Thursday, May 17, 2007

Garlic Mustard

I'm staying down in Prince Edward County for a few days this week--and when I arrived I was shocked to see this:

A broad swath of garlic mustard--and not the only one.

Last year I noticed a small patch of this stuff up against the house here--I pulled it up and hoped for the best. There was also a little on the far side of the small woods below the house--I haven't gotten in there yet to take a look. So I've been pulling out what I can. Garlic mustard has a good strong taproot, like a carrot or dandelion, and will break off it quite easily, and then quickly grow back. After some rain, I was getting more out by the roots, but a lot of it is inaccessible, and a lot of root is left in the ground. I've been dumping it in the compost, but I suspect that the stuff with root intact may succeed in producing seeds in spite of having been pulled up.

Know your enemy

This powerful invasive was first brought to North America by European settlers for eating--but like so many that came this way, there were no natural controls on it here, so it spread terrifically. And then I read that it not only chokes out native spring flowers, but it also damages forests. (See this post from last spring at Bootstrap Analysis for more on this invasive and forests. See this page for what the Ontario government has to say. And a link to Wisconsin's Garlic Mustard Awareness Month I found at BirdFreak Blog)
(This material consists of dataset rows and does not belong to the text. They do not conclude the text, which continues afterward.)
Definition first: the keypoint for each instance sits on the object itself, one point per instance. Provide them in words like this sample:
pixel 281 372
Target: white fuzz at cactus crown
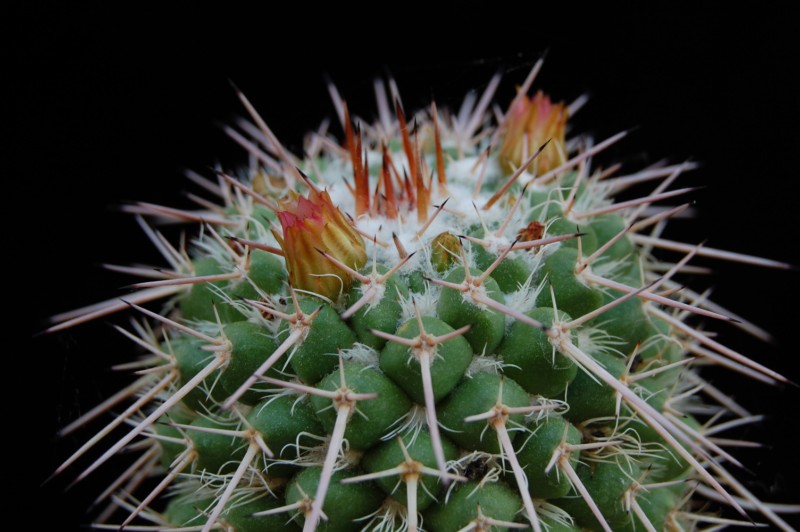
pixel 438 321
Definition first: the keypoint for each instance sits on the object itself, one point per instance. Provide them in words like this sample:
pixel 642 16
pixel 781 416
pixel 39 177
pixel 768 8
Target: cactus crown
pixel 444 322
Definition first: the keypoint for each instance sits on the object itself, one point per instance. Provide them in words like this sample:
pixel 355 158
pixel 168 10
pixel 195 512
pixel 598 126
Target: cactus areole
pixel 437 321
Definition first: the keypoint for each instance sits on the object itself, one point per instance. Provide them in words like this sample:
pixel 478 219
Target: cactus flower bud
pixel 313 225
pixel 532 122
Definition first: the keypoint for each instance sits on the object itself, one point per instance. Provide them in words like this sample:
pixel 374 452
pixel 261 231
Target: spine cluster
pixel 442 321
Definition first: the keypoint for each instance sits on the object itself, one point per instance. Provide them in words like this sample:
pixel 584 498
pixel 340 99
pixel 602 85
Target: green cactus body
pixel 357 354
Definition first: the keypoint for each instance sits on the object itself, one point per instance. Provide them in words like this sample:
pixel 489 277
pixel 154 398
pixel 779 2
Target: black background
pixel 109 106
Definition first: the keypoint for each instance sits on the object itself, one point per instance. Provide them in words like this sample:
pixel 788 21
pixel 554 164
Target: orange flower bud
pixel 532 122
pixel 316 224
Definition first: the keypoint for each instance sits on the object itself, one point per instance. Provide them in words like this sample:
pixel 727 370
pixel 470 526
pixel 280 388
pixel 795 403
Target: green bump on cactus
pixel 450 326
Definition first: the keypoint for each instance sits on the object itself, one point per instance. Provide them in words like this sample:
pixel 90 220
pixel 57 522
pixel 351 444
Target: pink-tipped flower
pixel 313 225
pixel 532 122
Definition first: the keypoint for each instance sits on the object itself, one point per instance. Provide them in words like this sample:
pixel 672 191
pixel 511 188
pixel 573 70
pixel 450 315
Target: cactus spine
pixel 443 322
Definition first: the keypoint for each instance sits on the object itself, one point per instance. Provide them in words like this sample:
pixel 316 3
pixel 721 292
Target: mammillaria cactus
pixel 434 321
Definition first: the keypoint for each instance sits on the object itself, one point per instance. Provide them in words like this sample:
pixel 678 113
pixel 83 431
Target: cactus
pixel 434 322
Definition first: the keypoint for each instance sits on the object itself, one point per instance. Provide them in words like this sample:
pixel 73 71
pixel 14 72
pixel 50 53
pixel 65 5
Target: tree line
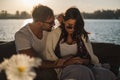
pixel 98 14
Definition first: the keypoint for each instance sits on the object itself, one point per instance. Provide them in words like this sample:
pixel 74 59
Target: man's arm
pixel 30 52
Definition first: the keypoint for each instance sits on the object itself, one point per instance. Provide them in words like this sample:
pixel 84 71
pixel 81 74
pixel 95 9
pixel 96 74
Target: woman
pixel 69 47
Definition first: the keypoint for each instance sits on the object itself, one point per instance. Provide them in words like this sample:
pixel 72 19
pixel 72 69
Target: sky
pixel 59 6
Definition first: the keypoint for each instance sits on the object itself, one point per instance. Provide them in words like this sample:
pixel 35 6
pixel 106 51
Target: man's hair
pixel 41 13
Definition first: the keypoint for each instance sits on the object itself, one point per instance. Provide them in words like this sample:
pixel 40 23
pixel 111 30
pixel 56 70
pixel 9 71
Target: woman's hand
pixel 76 60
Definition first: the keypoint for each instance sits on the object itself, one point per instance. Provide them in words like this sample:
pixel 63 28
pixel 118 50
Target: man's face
pixel 48 24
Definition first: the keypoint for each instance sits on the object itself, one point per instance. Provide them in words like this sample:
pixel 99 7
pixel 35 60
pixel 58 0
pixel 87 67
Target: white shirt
pixel 25 39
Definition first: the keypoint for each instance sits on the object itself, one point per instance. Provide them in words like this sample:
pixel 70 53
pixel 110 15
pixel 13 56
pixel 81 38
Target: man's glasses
pixel 70 27
pixel 50 23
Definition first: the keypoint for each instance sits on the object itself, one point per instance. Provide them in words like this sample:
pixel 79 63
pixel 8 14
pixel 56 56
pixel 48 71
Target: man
pixel 31 39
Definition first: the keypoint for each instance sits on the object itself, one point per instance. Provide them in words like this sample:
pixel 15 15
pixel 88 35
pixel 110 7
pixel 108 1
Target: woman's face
pixel 70 25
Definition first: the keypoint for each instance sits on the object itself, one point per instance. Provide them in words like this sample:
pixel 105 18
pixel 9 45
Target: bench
pixel 106 52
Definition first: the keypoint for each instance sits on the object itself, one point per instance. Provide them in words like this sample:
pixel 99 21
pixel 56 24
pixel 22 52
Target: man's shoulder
pixel 56 30
pixel 24 30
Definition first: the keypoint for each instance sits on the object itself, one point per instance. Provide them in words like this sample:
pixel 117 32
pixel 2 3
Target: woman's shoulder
pixel 56 30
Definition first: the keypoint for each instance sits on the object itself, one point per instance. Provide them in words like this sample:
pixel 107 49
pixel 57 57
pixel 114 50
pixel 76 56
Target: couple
pixel 66 50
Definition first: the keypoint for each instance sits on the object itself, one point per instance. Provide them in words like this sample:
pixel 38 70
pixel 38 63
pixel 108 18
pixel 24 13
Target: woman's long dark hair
pixel 74 13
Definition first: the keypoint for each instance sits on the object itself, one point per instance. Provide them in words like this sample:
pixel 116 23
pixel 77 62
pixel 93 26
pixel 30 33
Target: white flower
pixel 19 67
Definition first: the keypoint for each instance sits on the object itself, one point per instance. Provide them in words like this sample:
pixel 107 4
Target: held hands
pixel 71 60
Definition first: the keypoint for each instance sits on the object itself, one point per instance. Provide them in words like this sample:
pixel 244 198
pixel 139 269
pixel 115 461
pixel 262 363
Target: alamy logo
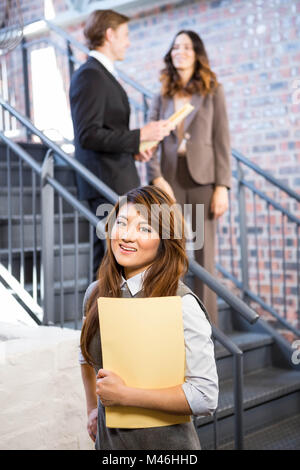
pixel 296 354
pixel 296 92
pixel 160 216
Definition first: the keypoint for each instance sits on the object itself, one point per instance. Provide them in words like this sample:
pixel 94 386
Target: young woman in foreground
pixel 140 262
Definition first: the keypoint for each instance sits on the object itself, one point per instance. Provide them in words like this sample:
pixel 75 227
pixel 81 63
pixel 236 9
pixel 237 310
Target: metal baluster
pixel 91 252
pixel 283 264
pixel 238 402
pixel 61 263
pixel 70 59
pixel 76 268
pixel 256 245
pixel 270 254
pixel 21 199
pixel 47 222
pixel 137 117
pixel 9 210
pixel 219 243
pixel 243 230
pixel 34 252
pixel 298 270
pixel 145 108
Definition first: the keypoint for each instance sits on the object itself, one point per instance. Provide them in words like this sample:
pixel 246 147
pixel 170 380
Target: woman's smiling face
pixel 183 54
pixel 134 242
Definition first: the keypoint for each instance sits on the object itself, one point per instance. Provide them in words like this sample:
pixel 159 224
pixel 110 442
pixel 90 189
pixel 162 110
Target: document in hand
pixel 142 342
pixel 176 118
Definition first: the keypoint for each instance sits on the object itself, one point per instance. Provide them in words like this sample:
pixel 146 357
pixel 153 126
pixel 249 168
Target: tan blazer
pixel 207 137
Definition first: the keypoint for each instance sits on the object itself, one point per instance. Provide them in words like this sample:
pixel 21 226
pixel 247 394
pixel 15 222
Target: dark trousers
pixel 188 192
pixel 98 245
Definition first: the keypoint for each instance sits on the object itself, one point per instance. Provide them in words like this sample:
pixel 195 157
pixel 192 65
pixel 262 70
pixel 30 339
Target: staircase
pixel 271 382
pixel 271 388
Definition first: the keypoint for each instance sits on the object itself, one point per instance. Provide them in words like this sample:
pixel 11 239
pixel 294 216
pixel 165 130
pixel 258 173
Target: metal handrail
pixel 84 49
pixel 77 166
pixel 237 354
pixel 237 304
pixel 242 308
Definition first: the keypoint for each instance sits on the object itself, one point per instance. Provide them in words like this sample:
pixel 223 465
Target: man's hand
pixel 144 156
pixel 219 201
pixel 156 130
pixel 92 423
pixel 161 183
pixel 110 388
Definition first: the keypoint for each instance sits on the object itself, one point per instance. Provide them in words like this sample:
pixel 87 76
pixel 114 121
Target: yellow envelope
pixel 142 341
pixel 176 118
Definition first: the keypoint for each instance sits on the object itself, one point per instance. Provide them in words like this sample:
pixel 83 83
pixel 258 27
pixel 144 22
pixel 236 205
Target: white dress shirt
pixel 105 61
pixel 201 379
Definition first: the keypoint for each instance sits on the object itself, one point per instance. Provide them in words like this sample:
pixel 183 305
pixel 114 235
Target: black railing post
pixel 26 84
pixel 70 59
pixel 243 230
pixel 47 222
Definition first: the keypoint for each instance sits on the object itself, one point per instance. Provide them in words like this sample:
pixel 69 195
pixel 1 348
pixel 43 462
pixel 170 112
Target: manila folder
pixel 142 342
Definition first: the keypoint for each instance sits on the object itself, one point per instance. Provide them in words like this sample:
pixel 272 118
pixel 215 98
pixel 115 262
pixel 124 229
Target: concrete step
pixel 28 229
pixel 284 435
pixel 71 307
pixel 68 261
pixel 63 174
pixel 257 350
pixel 25 198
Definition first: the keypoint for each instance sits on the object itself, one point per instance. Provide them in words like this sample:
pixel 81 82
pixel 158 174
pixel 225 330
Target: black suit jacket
pixel 103 142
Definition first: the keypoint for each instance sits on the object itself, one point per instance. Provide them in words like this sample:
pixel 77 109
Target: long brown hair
pixel 203 80
pixel 162 277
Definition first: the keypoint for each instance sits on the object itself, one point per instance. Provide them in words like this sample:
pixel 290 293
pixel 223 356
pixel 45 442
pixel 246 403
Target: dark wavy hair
pixel 203 80
pixel 161 278
pixel 97 24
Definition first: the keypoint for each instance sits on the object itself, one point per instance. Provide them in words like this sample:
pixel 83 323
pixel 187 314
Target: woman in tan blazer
pixel 193 163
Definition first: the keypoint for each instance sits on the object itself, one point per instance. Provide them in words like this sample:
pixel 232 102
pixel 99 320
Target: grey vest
pixel 176 437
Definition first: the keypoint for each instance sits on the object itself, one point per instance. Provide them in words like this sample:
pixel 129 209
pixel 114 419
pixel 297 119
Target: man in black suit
pixel 100 113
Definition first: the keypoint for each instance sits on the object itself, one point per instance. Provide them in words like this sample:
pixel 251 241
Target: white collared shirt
pixel 201 385
pixel 105 61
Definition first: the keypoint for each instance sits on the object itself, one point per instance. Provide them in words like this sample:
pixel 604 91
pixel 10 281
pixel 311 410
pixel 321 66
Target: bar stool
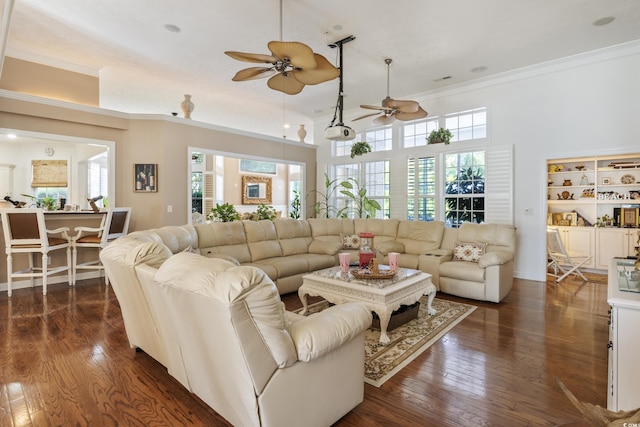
pixel 114 224
pixel 25 232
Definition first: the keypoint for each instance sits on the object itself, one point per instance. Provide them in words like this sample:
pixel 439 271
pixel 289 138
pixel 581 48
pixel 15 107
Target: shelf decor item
pixel 145 176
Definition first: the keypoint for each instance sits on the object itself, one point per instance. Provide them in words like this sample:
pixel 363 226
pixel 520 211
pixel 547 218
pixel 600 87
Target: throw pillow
pixel 467 251
pixel 350 241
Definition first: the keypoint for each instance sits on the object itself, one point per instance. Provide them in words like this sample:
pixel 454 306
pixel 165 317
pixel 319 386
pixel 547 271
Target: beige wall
pixel 163 140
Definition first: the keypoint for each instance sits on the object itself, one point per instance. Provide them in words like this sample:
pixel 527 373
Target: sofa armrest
pixel 323 332
pixel 494 258
pixel 390 246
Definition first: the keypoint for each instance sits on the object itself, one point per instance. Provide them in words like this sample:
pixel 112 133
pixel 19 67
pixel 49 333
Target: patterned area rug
pixel 408 341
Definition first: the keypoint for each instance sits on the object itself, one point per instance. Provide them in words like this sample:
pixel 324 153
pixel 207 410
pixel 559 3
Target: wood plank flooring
pixel 65 360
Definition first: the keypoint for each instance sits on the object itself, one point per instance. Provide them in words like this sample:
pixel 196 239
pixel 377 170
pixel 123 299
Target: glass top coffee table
pixel 382 296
The stuff seeds prodigiously, and the seeds can wait for years to sprout. Who knows what happened to this bit of earth I'm dealing with. Two patches occupy the exact same space as two clumps of daffodils--very suspicious, as if they've had some (inadvertent, I'm sure) human assistance to take hold. Other, larger patches are not in places where they would have been planted through the spreading of composted garden waste, or something like that--but maybe they're where torn up plants were tossed? I think I better pull the plants out of the compost and bag them up in black plastic trash bags and set them in the sun. Maybe cooking will prevent seed development.

1 comment:

Anonymous said...

If the plants have seed pods, they can continue to develop even if they are laying in a pile on the pavement...these are amazingly resilient plants. The black plastic bag treatment is the way to go. This is just plain bad stuff!